In order to save rendering time, many NLEs would reuse the render files when an editor, for example, added another layer to the layers already rendered. Likewise, to save compute time, renders were used when a project was exported to another format.
If modern professional NLEs such Avid Media Composer and Apple Final Cut Pro worked in the manner described, generation loss would indeed be a valid concern. Thankfully, they do not.
Current NLE operation
When MPEG-2 sources are used by a project, some of the processes previously described are the same. One, or more, MPEG-2 sources are decoded on the fly to 4:2:2 or 4:4:4 YCrCb data. One data stream, one data stream combined with one or more graphics, or the computed result of combining several data streams (plus one or more graphics) become a real-time video stream that is sent to a monitor window on the computer's display and/or to an external monitor. The computed result is used only as a real-time preview. (See Figure 2.)
In this cycle, long-GOP sources are decoded only once. And, it makes no difference when there are decoded — during ingest or at the time of playback. Moreover, if, as recommended by some, our 4:2:0 video had been decoded and recompressed, this 4:2:2 intermediate format would also have had to be decompressed on the fly to 4:4:4 YCrCb data. Upsampling 4:2:0 to 4:2:2 and then later upsampling from 4:2:2 to 4:4:4 opens the window to more conversion rounding errors.
The same logic applies to recommendations to convert 8-bit sources to an intermediate format that uses 10-bit data. Placing 8-bit samples within 10-bit words, of course, does not increase the precision of the digital data. It simply needlessly increases the size of all source files.

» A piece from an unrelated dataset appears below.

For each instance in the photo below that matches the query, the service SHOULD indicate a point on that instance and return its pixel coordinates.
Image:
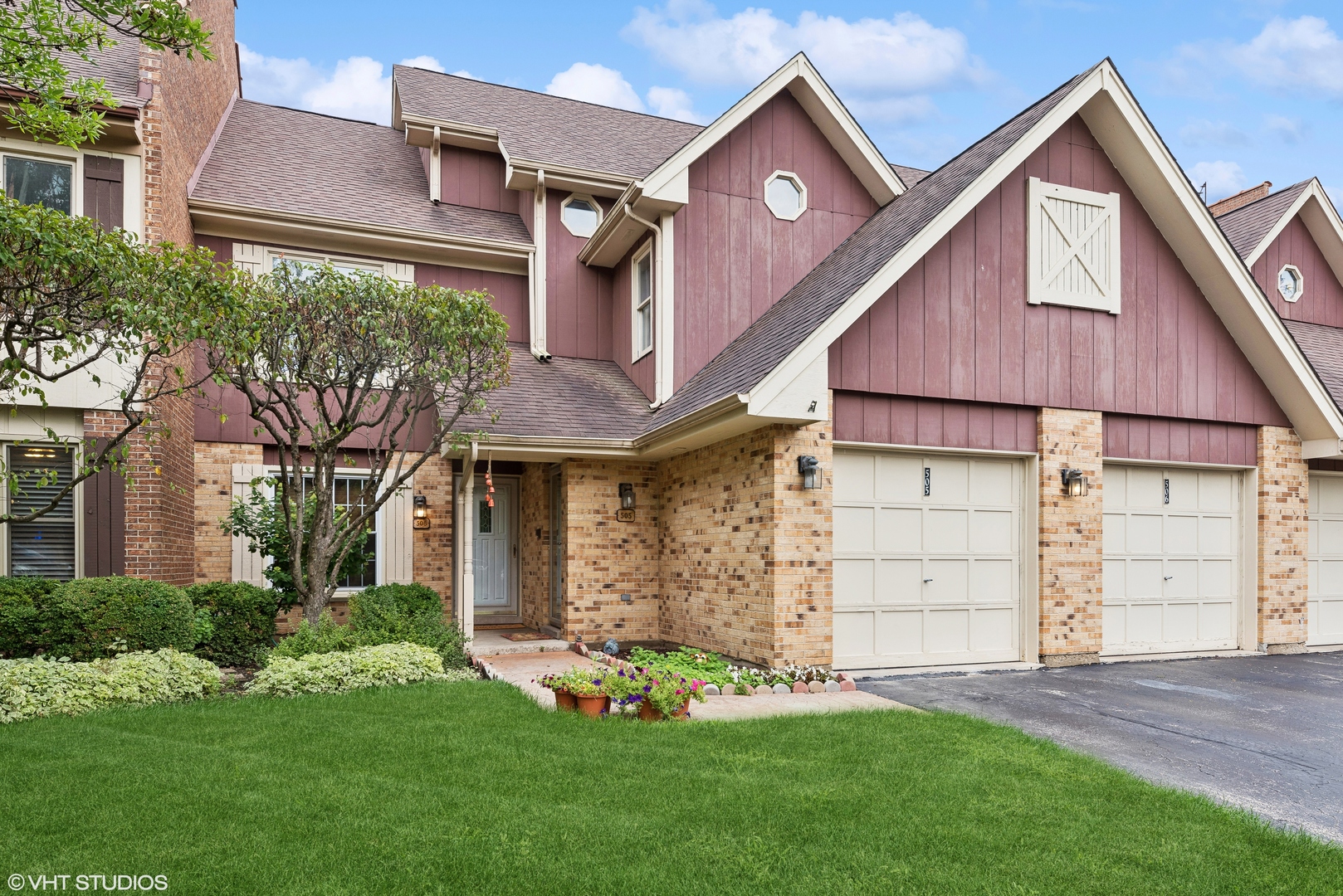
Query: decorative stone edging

To increase the accuracy of preview or render calculations, the NLE itself need only be set to use a high-precision mode. Final Cut Pro, for example, can compute effects at 8 bits, 10 bits or 32-bit floating-point. Media Composer works at either 8 bits or 16 bits. In all cases, 8-bit data are on the fly fed into higher precision calculations.
As the number of layers increases and effects become computationally more complex, real-time previews are no longer practical. In this case, the editor can choose to render all, or portions, of a project. While making this choice might seem to open the door to generation loss, it does not.
Final Cut Pro offers an editor the option of selecting Apple's “uncompressed quality” ProRes 422 HQ as the render codec. (See Figure 3.) Generation loss caused by re-encoding to a long-GOP codec is prevented. A render file can be played back for a smooth preview, or combined with new video and/or effects.
Transfer from and to NLEs
While video transfer to Apple's Color application can be long-GOP MPEG-2, during color correction, data are decoded to 4:2:2 video. Color correction is never performed with MPEG-2. Color corrected results are returned to Final Cut Pro using ProRes 422 HQ.
This same procedure can be used to transfer segments from Final Cut Pro (or Media Composer) to another application. Working this way saves the needless conversion of hundreds of hours of source material to an intermediate codec. Transfer back is via ProRes 422 HQ to Final Cut Pro or Avid's mastering quality DN×HD codec to Media Composer.
Export
Long-GOP generation loss during export is prevented because Final Cut Pro always generates each export frame from source files. Render files are not used. (See Figure 4.) With an Avid Media Composer, deleting precomputes before export prevents render files from being used during export — even though they use DNxHD or DVCPRO HD codecs.
Given the fear, uncertainty and doubt that has too long existed around long-GOP MPEG-2, is there a scenario in which generation loss can occur from natively editing long-GOP MPEG-2? Yes. Were an editor to not export an HD master to HDCAM SR, HDCAM, XDCAM 422HD, D5 or tape-based DVCPRO HD and instead export to a tape format that employs long-GOP MPEG-2, then the master would indeed be second-generation long-GOP MPEG-2. However, formats such as HDV are rarely accepted as master tapes.
Steve Mullen is owner of Digital Video Consulting, which provides consulting and conducts seminars on digital video technology.